Le Comité général des prisons et de la rééducation a publié, mardi 11 novembre 2025, un communiqué visant à répondre aux informations diffusées sur les réseaux sociaux et dans certains médias concernant « un prétendu délabrement de l’état de santé de détenus en grève de la faim ».
L’autorité pénitentiaire « nie catégoriquement » ces allégations, assurant que la santé de tous les détenus, y compris ceux qui auraient entamé une grève de la faim, est suivie en permanence conformément aux protocoles médicaux en vigueur. Selon le communiqué, certaines affirmations seraient infondées, affirmant que « la prétendue grève de la faim de certains détenus est dénuée de tout fondement ».
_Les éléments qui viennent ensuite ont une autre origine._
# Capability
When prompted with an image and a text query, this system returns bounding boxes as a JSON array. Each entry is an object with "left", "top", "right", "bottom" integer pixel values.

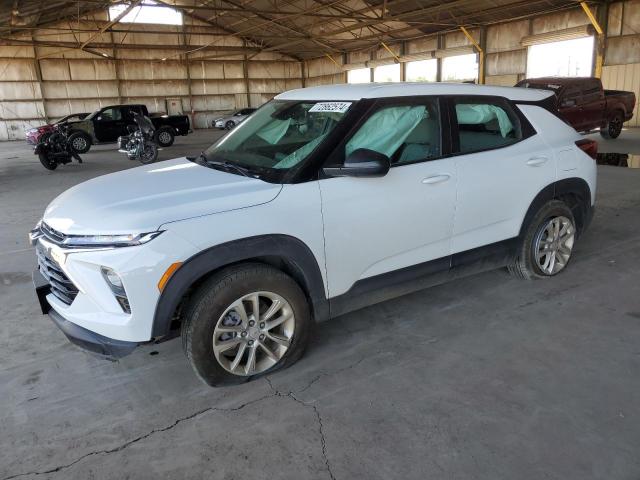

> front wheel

[
  {"left": 69, "top": 132, "right": 91, "bottom": 153},
  {"left": 155, "top": 127, "right": 175, "bottom": 147},
  {"left": 38, "top": 152, "right": 58, "bottom": 170},
  {"left": 140, "top": 143, "right": 158, "bottom": 165},
  {"left": 508, "top": 200, "right": 576, "bottom": 279},
  {"left": 600, "top": 113, "right": 624, "bottom": 140},
  {"left": 182, "top": 264, "right": 313, "bottom": 386}
]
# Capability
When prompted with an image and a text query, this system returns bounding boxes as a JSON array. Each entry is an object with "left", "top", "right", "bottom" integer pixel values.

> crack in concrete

[
  {"left": 297, "top": 356, "right": 371, "bottom": 394},
  {"left": 2, "top": 393, "right": 274, "bottom": 480},
  {"left": 264, "top": 376, "right": 338, "bottom": 480},
  {"left": 1, "top": 357, "right": 368, "bottom": 480}
]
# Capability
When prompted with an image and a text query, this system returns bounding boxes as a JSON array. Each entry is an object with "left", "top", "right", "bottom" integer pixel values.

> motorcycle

[
  {"left": 33, "top": 124, "right": 82, "bottom": 170},
  {"left": 118, "top": 112, "right": 158, "bottom": 165}
]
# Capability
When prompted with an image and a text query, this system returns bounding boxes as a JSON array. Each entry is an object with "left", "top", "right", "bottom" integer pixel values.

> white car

[
  {"left": 31, "top": 83, "right": 597, "bottom": 385},
  {"left": 213, "top": 108, "right": 257, "bottom": 130}
]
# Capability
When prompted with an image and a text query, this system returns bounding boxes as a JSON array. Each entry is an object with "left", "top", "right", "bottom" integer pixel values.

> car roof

[
  {"left": 519, "top": 77, "right": 598, "bottom": 85},
  {"left": 275, "top": 82, "right": 553, "bottom": 102}
]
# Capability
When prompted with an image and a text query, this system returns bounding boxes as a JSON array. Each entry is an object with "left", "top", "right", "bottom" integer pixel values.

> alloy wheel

[
  {"left": 534, "top": 216, "right": 575, "bottom": 275},
  {"left": 158, "top": 132, "right": 171, "bottom": 145},
  {"left": 71, "top": 137, "right": 87, "bottom": 152},
  {"left": 213, "top": 291, "right": 296, "bottom": 376}
]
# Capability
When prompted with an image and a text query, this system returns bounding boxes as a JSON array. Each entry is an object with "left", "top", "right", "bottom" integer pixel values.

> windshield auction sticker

[{"left": 309, "top": 102, "right": 351, "bottom": 113}]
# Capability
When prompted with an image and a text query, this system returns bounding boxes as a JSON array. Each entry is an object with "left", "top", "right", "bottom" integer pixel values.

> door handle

[
  {"left": 527, "top": 157, "right": 549, "bottom": 167},
  {"left": 422, "top": 173, "right": 451, "bottom": 185}
]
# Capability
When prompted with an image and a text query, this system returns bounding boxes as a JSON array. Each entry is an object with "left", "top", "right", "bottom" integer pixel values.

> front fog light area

[{"left": 100, "top": 267, "right": 131, "bottom": 313}]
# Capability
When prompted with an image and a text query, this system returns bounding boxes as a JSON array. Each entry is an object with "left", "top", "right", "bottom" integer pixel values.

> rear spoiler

[{"left": 513, "top": 91, "right": 573, "bottom": 124}]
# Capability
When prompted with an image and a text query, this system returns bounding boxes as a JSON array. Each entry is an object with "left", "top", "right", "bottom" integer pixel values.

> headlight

[{"left": 59, "top": 230, "right": 164, "bottom": 248}]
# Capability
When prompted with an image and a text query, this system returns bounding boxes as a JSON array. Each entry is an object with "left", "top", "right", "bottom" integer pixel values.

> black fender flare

[
  {"left": 151, "top": 234, "right": 329, "bottom": 338},
  {"left": 520, "top": 177, "right": 593, "bottom": 237}
]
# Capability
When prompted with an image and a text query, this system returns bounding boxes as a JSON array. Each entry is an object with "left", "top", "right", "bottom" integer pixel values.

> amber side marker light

[
  {"left": 576, "top": 138, "right": 598, "bottom": 160},
  {"left": 158, "top": 262, "right": 182, "bottom": 292}
]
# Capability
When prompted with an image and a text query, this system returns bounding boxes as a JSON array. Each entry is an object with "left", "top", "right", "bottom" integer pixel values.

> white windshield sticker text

[{"left": 309, "top": 102, "right": 351, "bottom": 113}]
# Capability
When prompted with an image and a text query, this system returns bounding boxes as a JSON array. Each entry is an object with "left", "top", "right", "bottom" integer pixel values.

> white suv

[{"left": 31, "top": 84, "right": 597, "bottom": 385}]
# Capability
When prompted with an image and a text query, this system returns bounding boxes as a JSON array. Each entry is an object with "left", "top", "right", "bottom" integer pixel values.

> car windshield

[{"left": 203, "top": 100, "right": 351, "bottom": 178}]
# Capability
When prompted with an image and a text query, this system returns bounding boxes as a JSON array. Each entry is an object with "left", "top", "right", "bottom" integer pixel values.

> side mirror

[{"left": 323, "top": 148, "right": 391, "bottom": 177}]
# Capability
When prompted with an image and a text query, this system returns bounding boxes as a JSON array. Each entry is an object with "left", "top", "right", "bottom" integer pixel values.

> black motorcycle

[
  {"left": 33, "top": 124, "right": 82, "bottom": 170},
  {"left": 118, "top": 112, "right": 158, "bottom": 164}
]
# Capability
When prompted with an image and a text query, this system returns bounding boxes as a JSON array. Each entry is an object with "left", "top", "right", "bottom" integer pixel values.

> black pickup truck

[{"left": 63, "top": 104, "right": 191, "bottom": 153}]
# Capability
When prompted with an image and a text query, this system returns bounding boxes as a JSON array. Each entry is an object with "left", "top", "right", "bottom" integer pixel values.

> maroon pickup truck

[{"left": 516, "top": 77, "right": 636, "bottom": 138}]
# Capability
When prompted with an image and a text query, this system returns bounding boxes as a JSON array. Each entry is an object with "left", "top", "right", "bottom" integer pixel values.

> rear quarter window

[{"left": 453, "top": 98, "right": 523, "bottom": 153}]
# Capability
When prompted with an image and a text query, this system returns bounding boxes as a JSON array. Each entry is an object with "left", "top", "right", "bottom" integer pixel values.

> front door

[{"left": 319, "top": 97, "right": 456, "bottom": 297}]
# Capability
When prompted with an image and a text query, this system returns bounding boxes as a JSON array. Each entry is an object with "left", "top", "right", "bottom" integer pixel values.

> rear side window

[{"left": 454, "top": 98, "right": 523, "bottom": 153}]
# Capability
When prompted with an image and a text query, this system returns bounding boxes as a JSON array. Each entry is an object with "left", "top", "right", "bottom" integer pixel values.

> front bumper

[{"left": 33, "top": 269, "right": 139, "bottom": 358}]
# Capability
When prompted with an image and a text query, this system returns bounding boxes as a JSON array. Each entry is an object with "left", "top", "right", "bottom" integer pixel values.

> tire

[
  {"left": 507, "top": 200, "right": 577, "bottom": 280},
  {"left": 69, "top": 132, "right": 91, "bottom": 153},
  {"left": 38, "top": 152, "right": 58, "bottom": 170},
  {"left": 181, "top": 263, "right": 313, "bottom": 387},
  {"left": 138, "top": 144, "right": 158, "bottom": 165},
  {"left": 36, "top": 132, "right": 53, "bottom": 145},
  {"left": 154, "top": 127, "right": 176, "bottom": 147},
  {"left": 600, "top": 112, "right": 624, "bottom": 140}
]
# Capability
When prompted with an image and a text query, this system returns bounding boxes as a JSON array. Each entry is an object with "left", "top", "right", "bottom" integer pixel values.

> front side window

[
  {"left": 100, "top": 108, "right": 121, "bottom": 120},
  {"left": 344, "top": 99, "right": 441, "bottom": 165},
  {"left": 454, "top": 99, "right": 522, "bottom": 153},
  {"left": 203, "top": 100, "right": 354, "bottom": 180}
]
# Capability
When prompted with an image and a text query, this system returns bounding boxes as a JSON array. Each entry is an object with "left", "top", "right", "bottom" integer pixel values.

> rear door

[
  {"left": 319, "top": 97, "right": 456, "bottom": 297},
  {"left": 449, "top": 96, "right": 556, "bottom": 258}
]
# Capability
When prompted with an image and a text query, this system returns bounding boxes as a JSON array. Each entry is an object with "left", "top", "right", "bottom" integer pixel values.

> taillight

[{"left": 576, "top": 138, "right": 598, "bottom": 160}]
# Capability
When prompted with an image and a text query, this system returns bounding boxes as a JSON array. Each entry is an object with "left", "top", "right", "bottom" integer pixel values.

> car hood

[{"left": 43, "top": 158, "right": 282, "bottom": 235}]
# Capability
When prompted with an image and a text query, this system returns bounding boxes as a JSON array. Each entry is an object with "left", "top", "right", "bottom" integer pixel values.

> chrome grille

[
  {"left": 36, "top": 243, "right": 78, "bottom": 305},
  {"left": 40, "top": 222, "right": 67, "bottom": 245}
]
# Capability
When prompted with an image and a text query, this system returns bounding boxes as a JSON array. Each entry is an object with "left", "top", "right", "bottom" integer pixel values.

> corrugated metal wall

[
  {"left": 602, "top": 0, "right": 640, "bottom": 127},
  {"left": 0, "top": 0, "right": 640, "bottom": 140},
  {"left": 306, "top": 0, "right": 640, "bottom": 117},
  {"left": 0, "top": 12, "right": 302, "bottom": 140}
]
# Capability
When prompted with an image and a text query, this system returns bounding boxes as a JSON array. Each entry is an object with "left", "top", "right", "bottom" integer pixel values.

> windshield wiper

[
  {"left": 205, "top": 159, "right": 255, "bottom": 178},
  {"left": 187, "top": 152, "right": 258, "bottom": 178}
]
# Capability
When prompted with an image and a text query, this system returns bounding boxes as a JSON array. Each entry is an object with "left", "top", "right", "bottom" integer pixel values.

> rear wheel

[
  {"left": 155, "top": 127, "right": 175, "bottom": 147},
  {"left": 508, "top": 200, "right": 577, "bottom": 279},
  {"left": 69, "top": 132, "right": 91, "bottom": 153},
  {"left": 182, "top": 264, "right": 312, "bottom": 386},
  {"left": 600, "top": 112, "right": 624, "bottom": 139}
]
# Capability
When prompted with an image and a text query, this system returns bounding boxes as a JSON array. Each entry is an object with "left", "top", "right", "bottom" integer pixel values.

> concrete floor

[{"left": 0, "top": 131, "right": 640, "bottom": 480}]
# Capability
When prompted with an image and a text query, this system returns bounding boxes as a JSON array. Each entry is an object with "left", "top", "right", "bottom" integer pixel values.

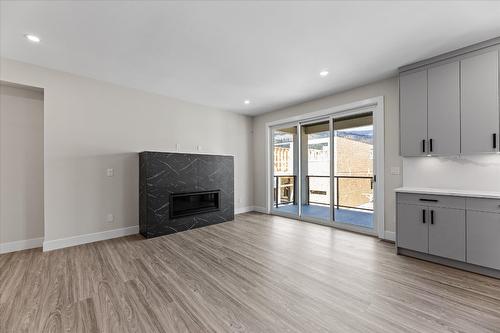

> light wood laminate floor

[{"left": 0, "top": 213, "right": 500, "bottom": 333}]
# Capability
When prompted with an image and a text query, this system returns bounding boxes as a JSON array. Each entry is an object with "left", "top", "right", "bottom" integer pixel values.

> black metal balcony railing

[
  {"left": 274, "top": 175, "right": 373, "bottom": 211},
  {"left": 274, "top": 175, "right": 297, "bottom": 208}
]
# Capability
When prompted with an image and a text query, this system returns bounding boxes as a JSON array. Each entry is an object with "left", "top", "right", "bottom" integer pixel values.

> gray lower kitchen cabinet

[
  {"left": 461, "top": 50, "right": 500, "bottom": 154},
  {"left": 396, "top": 188, "right": 500, "bottom": 278},
  {"left": 399, "top": 70, "right": 427, "bottom": 156},
  {"left": 427, "top": 61, "right": 460, "bottom": 155},
  {"left": 397, "top": 204, "right": 429, "bottom": 253},
  {"left": 467, "top": 211, "right": 500, "bottom": 269},
  {"left": 429, "top": 208, "right": 465, "bottom": 261}
]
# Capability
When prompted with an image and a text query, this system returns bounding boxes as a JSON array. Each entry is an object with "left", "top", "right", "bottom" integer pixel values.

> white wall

[
  {"left": 0, "top": 84, "right": 43, "bottom": 244},
  {"left": 253, "top": 78, "right": 402, "bottom": 232},
  {"left": 403, "top": 154, "right": 500, "bottom": 192},
  {"left": 0, "top": 59, "right": 253, "bottom": 241}
]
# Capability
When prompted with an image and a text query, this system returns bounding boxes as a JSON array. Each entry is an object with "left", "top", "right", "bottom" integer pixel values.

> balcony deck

[{"left": 273, "top": 204, "right": 373, "bottom": 229}]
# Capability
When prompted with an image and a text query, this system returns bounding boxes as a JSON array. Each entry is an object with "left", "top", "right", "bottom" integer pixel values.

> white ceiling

[{"left": 0, "top": 1, "right": 500, "bottom": 115}]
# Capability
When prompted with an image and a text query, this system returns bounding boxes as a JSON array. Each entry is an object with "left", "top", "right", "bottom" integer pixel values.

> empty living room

[{"left": 0, "top": 0, "right": 500, "bottom": 333}]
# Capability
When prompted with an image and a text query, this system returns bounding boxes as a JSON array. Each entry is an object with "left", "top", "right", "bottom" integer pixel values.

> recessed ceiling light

[{"left": 24, "top": 34, "right": 40, "bottom": 43}]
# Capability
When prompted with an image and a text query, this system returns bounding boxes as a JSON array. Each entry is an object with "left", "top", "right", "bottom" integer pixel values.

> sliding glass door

[
  {"left": 271, "top": 126, "right": 299, "bottom": 216},
  {"left": 300, "top": 118, "right": 332, "bottom": 222},
  {"left": 271, "top": 110, "right": 376, "bottom": 233},
  {"left": 333, "top": 113, "right": 374, "bottom": 229}
]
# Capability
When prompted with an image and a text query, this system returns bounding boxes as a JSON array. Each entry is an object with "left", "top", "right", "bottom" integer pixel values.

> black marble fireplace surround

[{"left": 139, "top": 151, "right": 234, "bottom": 238}]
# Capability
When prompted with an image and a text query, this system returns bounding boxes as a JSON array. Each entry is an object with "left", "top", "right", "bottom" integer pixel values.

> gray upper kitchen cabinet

[
  {"left": 429, "top": 207, "right": 465, "bottom": 261},
  {"left": 461, "top": 50, "right": 500, "bottom": 154},
  {"left": 397, "top": 204, "right": 429, "bottom": 253},
  {"left": 467, "top": 211, "right": 500, "bottom": 269},
  {"left": 427, "top": 61, "right": 460, "bottom": 155},
  {"left": 399, "top": 70, "right": 427, "bottom": 156}
]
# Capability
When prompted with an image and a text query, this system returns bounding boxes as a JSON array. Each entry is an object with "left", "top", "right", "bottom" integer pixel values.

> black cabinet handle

[{"left": 418, "top": 199, "right": 438, "bottom": 202}]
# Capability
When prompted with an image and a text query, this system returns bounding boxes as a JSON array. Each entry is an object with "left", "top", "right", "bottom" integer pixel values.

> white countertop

[{"left": 394, "top": 187, "right": 500, "bottom": 199}]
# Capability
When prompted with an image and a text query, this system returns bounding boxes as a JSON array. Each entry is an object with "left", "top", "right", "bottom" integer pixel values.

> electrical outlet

[{"left": 391, "top": 167, "right": 401, "bottom": 175}]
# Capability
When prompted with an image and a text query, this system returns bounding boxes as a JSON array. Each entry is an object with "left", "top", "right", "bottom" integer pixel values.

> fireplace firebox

[{"left": 170, "top": 190, "right": 220, "bottom": 218}]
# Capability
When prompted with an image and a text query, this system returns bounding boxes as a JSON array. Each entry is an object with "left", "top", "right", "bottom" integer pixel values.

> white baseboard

[
  {"left": 384, "top": 230, "right": 396, "bottom": 242},
  {"left": 0, "top": 237, "right": 43, "bottom": 254},
  {"left": 234, "top": 206, "right": 253, "bottom": 214},
  {"left": 43, "top": 225, "right": 139, "bottom": 252}
]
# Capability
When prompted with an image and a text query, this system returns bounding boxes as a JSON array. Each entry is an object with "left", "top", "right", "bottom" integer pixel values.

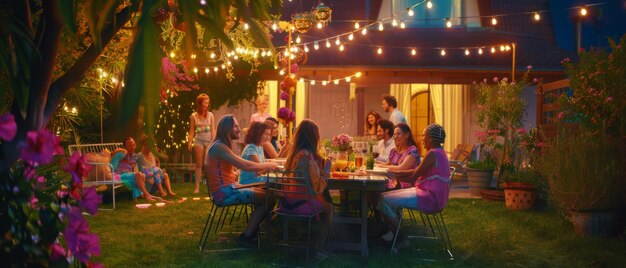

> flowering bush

[
  {"left": 0, "top": 112, "right": 102, "bottom": 266},
  {"left": 560, "top": 35, "right": 626, "bottom": 138},
  {"left": 330, "top": 133, "right": 352, "bottom": 152}
]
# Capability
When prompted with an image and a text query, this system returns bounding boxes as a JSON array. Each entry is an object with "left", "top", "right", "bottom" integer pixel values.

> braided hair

[{"left": 424, "top": 124, "right": 446, "bottom": 144}]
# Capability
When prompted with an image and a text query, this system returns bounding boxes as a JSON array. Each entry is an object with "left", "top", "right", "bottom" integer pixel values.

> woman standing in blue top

[{"left": 239, "top": 122, "right": 272, "bottom": 184}]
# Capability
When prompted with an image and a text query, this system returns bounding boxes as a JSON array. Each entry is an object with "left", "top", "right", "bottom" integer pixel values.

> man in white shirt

[
  {"left": 383, "top": 94, "right": 407, "bottom": 125},
  {"left": 375, "top": 119, "right": 396, "bottom": 163}
]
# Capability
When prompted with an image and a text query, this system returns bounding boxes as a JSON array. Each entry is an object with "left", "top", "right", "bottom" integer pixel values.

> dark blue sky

[{"left": 548, "top": 0, "right": 626, "bottom": 51}]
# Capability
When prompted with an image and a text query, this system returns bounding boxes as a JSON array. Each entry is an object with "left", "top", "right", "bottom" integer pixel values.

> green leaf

[{"left": 57, "top": 0, "right": 78, "bottom": 34}]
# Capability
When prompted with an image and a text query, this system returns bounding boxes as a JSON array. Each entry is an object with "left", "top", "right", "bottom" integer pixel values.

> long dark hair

[
  {"left": 214, "top": 114, "right": 236, "bottom": 148},
  {"left": 285, "top": 119, "right": 322, "bottom": 171},
  {"left": 396, "top": 123, "right": 417, "bottom": 147},
  {"left": 365, "top": 111, "right": 380, "bottom": 134}
]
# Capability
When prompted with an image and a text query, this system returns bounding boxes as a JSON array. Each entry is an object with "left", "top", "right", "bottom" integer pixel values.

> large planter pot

[
  {"left": 466, "top": 168, "right": 493, "bottom": 196},
  {"left": 502, "top": 182, "right": 537, "bottom": 210},
  {"left": 570, "top": 210, "right": 623, "bottom": 238}
]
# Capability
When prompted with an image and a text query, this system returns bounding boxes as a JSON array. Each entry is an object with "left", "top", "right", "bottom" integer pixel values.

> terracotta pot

[
  {"left": 502, "top": 182, "right": 537, "bottom": 210},
  {"left": 570, "top": 210, "right": 623, "bottom": 238},
  {"left": 466, "top": 168, "right": 493, "bottom": 196}
]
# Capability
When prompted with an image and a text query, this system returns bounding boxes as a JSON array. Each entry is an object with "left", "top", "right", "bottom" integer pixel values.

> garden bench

[{"left": 68, "top": 143, "right": 124, "bottom": 209}]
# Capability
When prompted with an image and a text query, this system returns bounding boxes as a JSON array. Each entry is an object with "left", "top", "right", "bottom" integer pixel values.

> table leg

[{"left": 360, "top": 191, "right": 369, "bottom": 257}]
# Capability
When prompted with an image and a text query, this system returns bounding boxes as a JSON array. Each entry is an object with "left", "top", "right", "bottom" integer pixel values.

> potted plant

[
  {"left": 468, "top": 71, "right": 532, "bottom": 199},
  {"left": 539, "top": 35, "right": 626, "bottom": 237},
  {"left": 465, "top": 158, "right": 496, "bottom": 196}
]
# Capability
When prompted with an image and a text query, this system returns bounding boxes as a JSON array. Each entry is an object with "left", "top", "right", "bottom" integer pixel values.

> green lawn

[{"left": 89, "top": 183, "right": 626, "bottom": 267}]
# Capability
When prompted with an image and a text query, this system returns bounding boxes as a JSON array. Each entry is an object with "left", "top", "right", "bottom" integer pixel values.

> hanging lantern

[
  {"left": 314, "top": 3, "right": 333, "bottom": 25},
  {"left": 291, "top": 12, "right": 313, "bottom": 33}
]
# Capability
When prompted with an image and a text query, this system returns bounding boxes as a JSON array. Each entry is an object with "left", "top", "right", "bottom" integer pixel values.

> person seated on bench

[
  {"left": 137, "top": 135, "right": 176, "bottom": 197},
  {"left": 112, "top": 137, "right": 154, "bottom": 201}
]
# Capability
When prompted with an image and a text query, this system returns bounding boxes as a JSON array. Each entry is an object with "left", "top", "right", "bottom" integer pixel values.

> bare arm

[
  {"left": 263, "top": 141, "right": 278, "bottom": 159},
  {"left": 394, "top": 152, "right": 436, "bottom": 180},
  {"left": 209, "top": 143, "right": 278, "bottom": 172},
  {"left": 209, "top": 112, "right": 217, "bottom": 143},
  {"left": 187, "top": 114, "right": 196, "bottom": 151}
]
Le comité général indique que « les constats effectués et les témoignages documentés, qu’ils proviennent du personnel encadrant ou des médecins de l’hôpital public, ont démontré la fausseté de leurs allégations, notamment face à leur refus de se soumettre aux examens médicaux destinés à mesurer leurs signes vitaux et à la preuve que certains d’entre eux consommaient des aliments et des boissons ». Et de poursuivre : « l’un des détenus concernés a été transféré dans un hôpital public, mais a refusé de se soumettre aux examens des médecins du secteur public, lesquels ont confirmé l’intégrité de son état physique ».
Ce communiqué fait suite à une première déclaration de l’administration qui avait contesté la gravité de l’état de santé de Jaouhar Ben Mbarek, militant politique en détention à la prison de Belli. Ses avocats et une délégation de la Ligue tunisienne des droits de l’Homme, accompagnée d’un médecin, avaient alerté sur son état de santé. Depuis le début de sa grève de la faim, plusieurs autres détenus politiques ont rejoint le mouvement, notamment Issam Chebbi et Abdelhamid Jelassi.
Si le Comité général des prisons insiste sur son respect du droit et la présomption de suivi médical, la défense des détenus et les organisations de la société civile dénoncent un dénigrement systématique des alertes sur l’état réel des prisonniers. Selon ces acteurs, le ton général et évasif des communiqués officiels tend à minimiser les risques encourus par les détenus et à éluder les responsabilités de l’administration pénitentiaire.